Britt Neal
Longtime student<
I met Ann in the Spring of 2006. I’d been in NY for a few months and was introduced to Ann through word of mouth.
She is an incredible force. I am grateful for the day that I met Ann, because she’s had a huge impact on me, both musically and personally. I have taken music classes before, but they were so theoretical. With Ann, it’s about hands-on and applied knowledge, and this is exactly what I needed. She’s all about having the skill set you need, the musicianship, to be useful. The whole point of her classes is to talk about music, but it bleeds into your personal life as well, in terms of being a valuable person and making a contribution to the world at large. She has had a huge positive impact on me, even through what has been a “kick in the pants.”
When I moved to NY, I was a Southern girl. Ann very quickly made me realize that, in New York, I was surrounded by a group of people who were just as talented as I am. It wasn’t necessarily what I wanted to hear.
With Ann, it’s all about the process. It’s about recognizing that there is a journey, not about arriving. One of the things about music is that it’s never completed. It’s constantly evolving. There’s always more that you can do, more that you can express. She has gotten me to step back and assess what I am doing and why I am doing it. She’s helped me to become a better piano player, to try to quit riding the pedal. She’s helped me write out lead sheets and understand the value of what I am doing on paper. And even though I don’t always understand why she is telling me to do these things at first, inevitably I come to understand.
Now I am recording an album and am picking up session musicians. If I have lead sheets-- guess what?-- they can just step in and play. What she tells me always comes around to be truthful. It all comes around full circle eventually.
I practice my music every day now. She has helped me to realize the value of that. When you actually do it, it makes a big difference.
With Ann, prepare yourself for a ride. She is such a grounding force, it’s hard to appreciate it at first. People have to be able to appreciate the fact that you have someone with great experience and a resume to kill for. A lot of people come in with the expectation that she is going to discover them and make the right phone call. And eventually, that’s kind of what she does, but not in the way that people might expect. She hasn’t called up the head of the record label and said, “You need to sign Britt right now.” And that’s a good thing, because I definitely wasn’t ready for that, unbeknownst to me. But what she has done is to gradually introduce me to a huge network of people.

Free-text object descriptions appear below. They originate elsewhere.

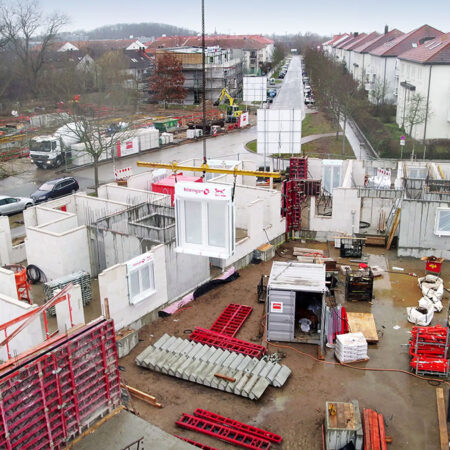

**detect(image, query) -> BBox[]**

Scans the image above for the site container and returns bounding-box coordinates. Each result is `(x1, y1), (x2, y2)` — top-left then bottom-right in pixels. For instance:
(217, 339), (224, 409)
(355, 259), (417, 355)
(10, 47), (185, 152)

(153, 119), (179, 133)
(152, 175), (203, 206)
(266, 262), (326, 351)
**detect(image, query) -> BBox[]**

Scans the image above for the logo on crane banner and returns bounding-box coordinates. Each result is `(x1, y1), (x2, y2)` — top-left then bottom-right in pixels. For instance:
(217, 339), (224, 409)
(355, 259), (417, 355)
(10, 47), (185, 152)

(270, 302), (283, 313)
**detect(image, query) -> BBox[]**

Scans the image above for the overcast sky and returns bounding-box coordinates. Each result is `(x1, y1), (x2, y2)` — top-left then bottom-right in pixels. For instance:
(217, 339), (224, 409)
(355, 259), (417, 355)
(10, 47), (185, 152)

(40, 0), (449, 37)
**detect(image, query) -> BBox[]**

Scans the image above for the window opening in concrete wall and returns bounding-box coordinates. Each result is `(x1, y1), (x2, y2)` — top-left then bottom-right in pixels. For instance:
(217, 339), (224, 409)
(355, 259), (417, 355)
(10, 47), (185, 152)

(435, 208), (450, 237)
(408, 167), (427, 179)
(322, 160), (342, 194)
(127, 253), (156, 304)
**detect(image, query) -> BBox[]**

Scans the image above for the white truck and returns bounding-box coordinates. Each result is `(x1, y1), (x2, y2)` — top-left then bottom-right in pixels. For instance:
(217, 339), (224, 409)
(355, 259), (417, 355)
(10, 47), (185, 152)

(29, 123), (80, 169)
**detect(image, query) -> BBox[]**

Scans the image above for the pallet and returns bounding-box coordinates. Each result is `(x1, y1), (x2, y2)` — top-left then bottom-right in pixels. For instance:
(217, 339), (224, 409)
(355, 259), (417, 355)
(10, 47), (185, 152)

(210, 304), (253, 337)
(346, 312), (378, 344)
(176, 413), (271, 450)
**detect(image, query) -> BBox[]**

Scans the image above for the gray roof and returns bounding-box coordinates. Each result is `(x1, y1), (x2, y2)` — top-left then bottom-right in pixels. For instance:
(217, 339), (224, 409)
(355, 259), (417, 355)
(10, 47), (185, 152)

(268, 262), (326, 292)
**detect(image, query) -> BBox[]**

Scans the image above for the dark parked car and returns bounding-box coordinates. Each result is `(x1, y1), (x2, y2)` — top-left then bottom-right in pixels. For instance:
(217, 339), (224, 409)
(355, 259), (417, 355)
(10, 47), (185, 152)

(31, 177), (79, 203)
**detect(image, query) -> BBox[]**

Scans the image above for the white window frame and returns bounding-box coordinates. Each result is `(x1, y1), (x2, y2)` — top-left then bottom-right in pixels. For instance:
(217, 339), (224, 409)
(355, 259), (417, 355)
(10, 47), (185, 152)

(435, 208), (450, 237)
(175, 182), (235, 259)
(127, 253), (156, 305)
(322, 160), (343, 194)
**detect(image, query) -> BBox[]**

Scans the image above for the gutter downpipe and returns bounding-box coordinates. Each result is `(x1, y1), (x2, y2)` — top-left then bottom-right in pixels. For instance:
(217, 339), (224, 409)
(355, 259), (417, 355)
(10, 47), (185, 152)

(382, 57), (387, 103)
(422, 64), (432, 157)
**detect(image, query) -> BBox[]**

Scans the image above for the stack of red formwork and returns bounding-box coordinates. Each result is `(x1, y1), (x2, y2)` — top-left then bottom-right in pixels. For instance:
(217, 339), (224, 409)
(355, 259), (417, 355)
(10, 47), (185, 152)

(409, 325), (450, 376)
(289, 157), (308, 179)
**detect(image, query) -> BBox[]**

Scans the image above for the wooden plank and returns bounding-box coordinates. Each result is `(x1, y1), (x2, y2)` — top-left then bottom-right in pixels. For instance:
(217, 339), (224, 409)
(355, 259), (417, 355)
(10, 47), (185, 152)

(125, 384), (163, 408)
(371, 410), (381, 450)
(378, 413), (387, 450)
(363, 409), (371, 450)
(346, 312), (379, 343)
(436, 387), (449, 450)
(386, 208), (401, 250)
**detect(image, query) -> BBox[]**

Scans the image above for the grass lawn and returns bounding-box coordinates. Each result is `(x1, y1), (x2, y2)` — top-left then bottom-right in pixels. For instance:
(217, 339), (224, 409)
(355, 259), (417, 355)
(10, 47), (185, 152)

(247, 135), (354, 159)
(301, 136), (354, 158)
(302, 111), (336, 136)
(246, 140), (257, 152)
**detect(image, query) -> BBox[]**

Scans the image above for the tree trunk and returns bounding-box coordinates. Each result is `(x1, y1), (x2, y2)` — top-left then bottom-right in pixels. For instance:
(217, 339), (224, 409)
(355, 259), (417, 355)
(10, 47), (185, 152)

(335, 108), (341, 140)
(93, 156), (99, 197)
(341, 116), (347, 156)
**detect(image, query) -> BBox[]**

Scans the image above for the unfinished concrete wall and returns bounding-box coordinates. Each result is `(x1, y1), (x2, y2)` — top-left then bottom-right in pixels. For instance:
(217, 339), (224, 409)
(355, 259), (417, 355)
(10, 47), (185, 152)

(309, 188), (361, 238)
(55, 285), (85, 333)
(0, 294), (44, 362)
(0, 267), (18, 299)
(25, 226), (90, 280)
(0, 216), (12, 265)
(98, 245), (168, 331)
(164, 240), (210, 300)
(97, 184), (170, 206)
(398, 199), (450, 259)
(360, 196), (396, 234)
(74, 195), (129, 225)
(103, 231), (142, 268)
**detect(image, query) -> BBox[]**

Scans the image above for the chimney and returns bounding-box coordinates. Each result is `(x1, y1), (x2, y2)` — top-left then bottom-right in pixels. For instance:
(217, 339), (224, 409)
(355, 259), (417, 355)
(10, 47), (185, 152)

(384, 25), (389, 35)
(354, 32), (359, 37)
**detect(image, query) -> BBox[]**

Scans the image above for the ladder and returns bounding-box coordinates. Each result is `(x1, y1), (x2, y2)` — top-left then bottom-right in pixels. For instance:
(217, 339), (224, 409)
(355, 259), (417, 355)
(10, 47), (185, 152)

(210, 304), (253, 337)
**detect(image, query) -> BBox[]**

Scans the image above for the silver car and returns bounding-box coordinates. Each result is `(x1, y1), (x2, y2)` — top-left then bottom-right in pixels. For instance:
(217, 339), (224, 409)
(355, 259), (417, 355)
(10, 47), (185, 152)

(0, 195), (34, 215)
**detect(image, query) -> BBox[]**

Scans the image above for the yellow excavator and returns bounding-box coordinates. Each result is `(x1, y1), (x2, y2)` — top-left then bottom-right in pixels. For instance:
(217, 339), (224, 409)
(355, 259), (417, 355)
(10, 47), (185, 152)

(214, 88), (243, 123)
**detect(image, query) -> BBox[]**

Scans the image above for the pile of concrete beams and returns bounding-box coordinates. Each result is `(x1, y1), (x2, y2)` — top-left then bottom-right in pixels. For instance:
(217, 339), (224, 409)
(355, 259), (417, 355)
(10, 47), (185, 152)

(136, 334), (291, 400)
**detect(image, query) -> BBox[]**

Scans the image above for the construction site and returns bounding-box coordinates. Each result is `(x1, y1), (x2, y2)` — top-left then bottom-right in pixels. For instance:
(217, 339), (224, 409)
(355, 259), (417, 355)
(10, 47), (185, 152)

(0, 26), (450, 450)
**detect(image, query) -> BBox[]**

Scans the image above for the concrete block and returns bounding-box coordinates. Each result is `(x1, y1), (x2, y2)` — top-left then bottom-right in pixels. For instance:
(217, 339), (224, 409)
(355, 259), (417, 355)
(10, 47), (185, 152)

(190, 361), (211, 382)
(202, 364), (224, 387)
(234, 373), (253, 396)
(211, 367), (237, 390)
(206, 348), (224, 364)
(160, 352), (181, 374)
(222, 352), (238, 368)
(116, 329), (139, 359)
(186, 343), (205, 359)
(266, 363), (282, 384)
(176, 340), (193, 355)
(194, 345), (210, 360)
(228, 354), (245, 370)
(167, 337), (184, 353)
(169, 355), (190, 376)
(199, 347), (216, 362)
(258, 361), (275, 379)
(249, 377), (270, 400)
(160, 336), (178, 351)
(142, 348), (167, 369)
(252, 359), (267, 377)
(214, 350), (231, 367)
(135, 345), (155, 366)
(236, 355), (253, 372)
(182, 360), (202, 380)
(176, 357), (194, 377)
(242, 374), (260, 397)
(153, 333), (171, 348)
(272, 365), (292, 388)
(243, 358), (259, 374)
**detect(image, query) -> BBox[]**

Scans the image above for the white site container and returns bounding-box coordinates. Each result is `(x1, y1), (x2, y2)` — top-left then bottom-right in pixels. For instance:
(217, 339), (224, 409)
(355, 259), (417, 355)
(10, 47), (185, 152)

(161, 132), (174, 143)
(325, 400), (363, 450)
(136, 127), (160, 152)
(335, 332), (368, 363)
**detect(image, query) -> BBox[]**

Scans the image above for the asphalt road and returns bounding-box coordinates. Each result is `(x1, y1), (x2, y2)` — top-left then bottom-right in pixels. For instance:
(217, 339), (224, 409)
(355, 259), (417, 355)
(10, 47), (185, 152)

(271, 55), (304, 111)
(0, 127), (265, 198)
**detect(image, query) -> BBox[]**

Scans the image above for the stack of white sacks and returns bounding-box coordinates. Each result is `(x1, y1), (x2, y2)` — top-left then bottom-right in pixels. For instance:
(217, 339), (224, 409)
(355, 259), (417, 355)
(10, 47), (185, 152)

(407, 275), (444, 326)
(335, 332), (368, 363)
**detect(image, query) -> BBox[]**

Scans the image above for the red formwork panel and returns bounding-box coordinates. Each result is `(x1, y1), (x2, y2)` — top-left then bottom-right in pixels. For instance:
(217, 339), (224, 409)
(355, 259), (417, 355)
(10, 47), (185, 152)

(176, 413), (271, 450)
(0, 319), (121, 450)
(209, 304), (253, 337)
(289, 157), (308, 179)
(174, 435), (219, 450)
(189, 328), (266, 359)
(193, 409), (282, 444)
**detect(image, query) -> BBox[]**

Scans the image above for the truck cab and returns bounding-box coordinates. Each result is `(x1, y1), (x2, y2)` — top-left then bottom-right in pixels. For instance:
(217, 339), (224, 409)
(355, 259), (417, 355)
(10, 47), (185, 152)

(29, 136), (66, 169)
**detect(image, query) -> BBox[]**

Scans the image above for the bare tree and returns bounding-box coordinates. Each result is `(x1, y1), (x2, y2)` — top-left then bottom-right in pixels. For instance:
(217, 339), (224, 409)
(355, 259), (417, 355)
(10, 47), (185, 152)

(404, 93), (428, 138)
(0, 0), (67, 97)
(369, 76), (385, 111)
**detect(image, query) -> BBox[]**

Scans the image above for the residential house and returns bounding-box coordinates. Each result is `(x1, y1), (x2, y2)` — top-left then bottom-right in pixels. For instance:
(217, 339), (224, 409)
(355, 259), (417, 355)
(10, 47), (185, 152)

(333, 33), (363, 64)
(322, 34), (349, 57)
(368, 24), (444, 104)
(395, 33), (450, 141)
(352, 28), (404, 88)
(155, 46), (243, 104)
(148, 35), (274, 75)
(57, 39), (148, 52)
(342, 32), (380, 74)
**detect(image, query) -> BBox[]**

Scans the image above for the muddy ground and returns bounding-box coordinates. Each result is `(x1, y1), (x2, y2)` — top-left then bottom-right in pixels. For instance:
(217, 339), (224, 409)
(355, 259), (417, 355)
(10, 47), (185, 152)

(115, 241), (449, 450)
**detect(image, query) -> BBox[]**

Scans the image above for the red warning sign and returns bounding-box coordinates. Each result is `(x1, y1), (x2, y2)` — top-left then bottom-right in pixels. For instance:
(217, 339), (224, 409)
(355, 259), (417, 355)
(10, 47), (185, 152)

(270, 302), (283, 313)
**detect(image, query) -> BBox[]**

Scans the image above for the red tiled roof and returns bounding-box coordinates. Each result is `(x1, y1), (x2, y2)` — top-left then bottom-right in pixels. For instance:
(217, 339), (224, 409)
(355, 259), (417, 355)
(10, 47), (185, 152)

(353, 29), (404, 53)
(369, 24), (444, 57)
(343, 32), (380, 50)
(323, 34), (349, 46)
(334, 34), (361, 49)
(73, 39), (143, 50)
(147, 35), (273, 50)
(398, 33), (450, 64)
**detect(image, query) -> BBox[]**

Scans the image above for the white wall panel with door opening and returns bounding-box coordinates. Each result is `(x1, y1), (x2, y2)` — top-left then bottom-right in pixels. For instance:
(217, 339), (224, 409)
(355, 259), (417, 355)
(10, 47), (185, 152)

(175, 182), (235, 259)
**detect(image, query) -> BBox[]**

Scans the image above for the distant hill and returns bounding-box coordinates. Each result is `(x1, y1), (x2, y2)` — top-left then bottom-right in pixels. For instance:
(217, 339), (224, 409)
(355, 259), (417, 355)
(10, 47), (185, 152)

(59, 22), (197, 41)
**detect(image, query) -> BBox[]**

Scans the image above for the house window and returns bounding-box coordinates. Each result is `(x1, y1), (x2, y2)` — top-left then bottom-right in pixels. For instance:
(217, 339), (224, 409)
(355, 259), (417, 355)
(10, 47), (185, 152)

(435, 208), (450, 237)
(175, 182), (235, 259)
(127, 253), (156, 305)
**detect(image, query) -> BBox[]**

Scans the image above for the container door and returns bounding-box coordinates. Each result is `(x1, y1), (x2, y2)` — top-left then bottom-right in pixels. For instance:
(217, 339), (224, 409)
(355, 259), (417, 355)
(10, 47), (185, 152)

(267, 289), (295, 342)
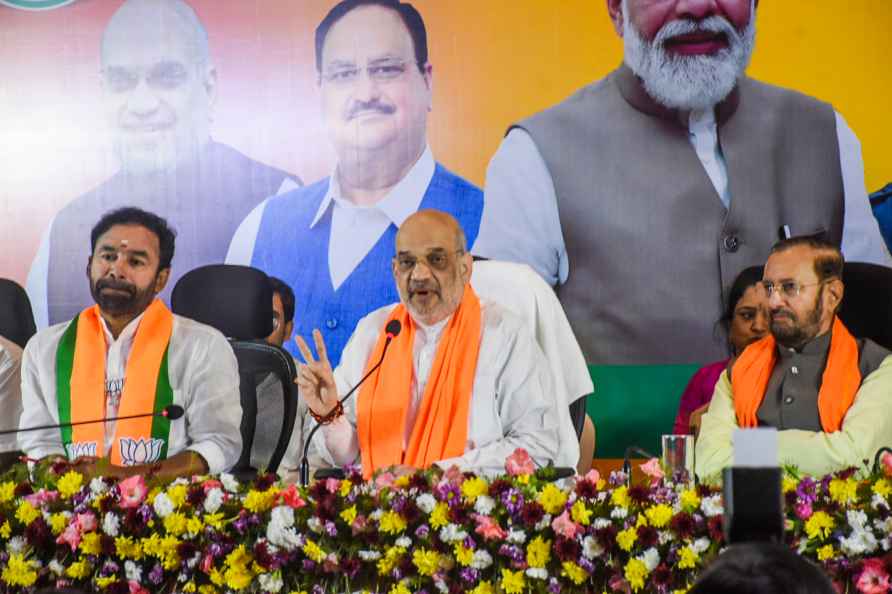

Ann is traditional in a lot of ways, about the core of what music is about. If we stray too far from that core, we are going into that area of what is bringing the music industry down. It’s easy to get caught up in what is happening with the digital age. But it comes down to this: if you can’t play, you can’t play. She teaches us how to have that staying power, in order to have heels to fall back on. She shows how to send out email blasts. She stays current, but she focuses on the core. In the flurry of everything that’s happening, people lose sight of the core of music, which is to practice every day.
She’s my teacher, but it’s more than that. She’s more like a den mother for young, up-and-coming musicians.
Her legacy is being that embracing person that takes you in and supports you in the kick-in-the-pants kind of way. Her way of loving me is to tell me to quit riding the pedal. Her way of making me a better person is telling me that I need to play my song in every key. It’s tough love. But I know that’s what I need. She challenges and pushes me to be better. One of the first times that she met me, she cornered me and said, “I think that no one has really pushed you before.” To have that tough love is actually what I needed. It’s hard to swallow, but there are very few people that can do that, so effectively, and in such a supportive way.
I know that she would do anything she could to help me, and that she is always going to do what is in my best interest. It always takes a few months to ingest what she is telling me. But she turns out to be right.
“If you don’t love me,” Ann always says, “You’re wrong, and I refuse to be offended.”